Automatic Derivatives

We will now consider automatic differentiation. It is a technique that can compute exact derivatives, fast, while requiring about the same effort from the user as is needed to use numerical differentiation.

Don’t believe me? Well here goes. The following code fragment implements an automatically differentiated CostFunction for Rat43.

struct Rat43CostFunctor {
  Rat43CostFunctor(const double x, const double y) : x_(x), y_(y) {}

  template <typename T>
  bool operator()(const T* parameters, T* residuals) const {
    const T b1 = parameters[0];
    const T b2 = parameters[1];
    const T b3 = parameters[2];
    const T b4 = parameters[3];
    residuals[0] = b1 * pow(1.0 + exp(b2 -  b3 * x_), -1.0 / b4) - y_;
    return true;
  }

  private:
    const double x_;
    const double y_;
};


auto* cost_function = new AutoDiffCostFunction<Rat43CostFunctor, 1, 4>(x, y);

Notice that compared to numeric differentiation, the only difference when defining the functor for use with automatic differentiation is the signature of the operator().

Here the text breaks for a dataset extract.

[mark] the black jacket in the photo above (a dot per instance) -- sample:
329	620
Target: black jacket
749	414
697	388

In the case of numeric differentiation it was

bool operator()(const double* parameters, double* residuals) const;

and for automatic differentiation it is a templated function of the form

template <typename T> bool operator()(const T* parameters, T* residuals) const;

So what does this small change buy us? The following table compares the time it takes to evaluate the residual and the Jacobian for Rat43 using various methods.

CostFunction

Time (ns)

Rat43Analytic

255

Rat43AnalyticOptimized

92

Rat43NumericDiffForward

262

Rat43NumericDiffCentral

517

Rat43NumericDiffRidders

3760

Rat43AutomaticDiff

129

We can get exact derivatives using automatic differentiation (Rat43AutomaticDiff) with about the same effort that is required to write the code for numeric differentiation but only \(40\%\) slower than hand optimized analytical derivatives.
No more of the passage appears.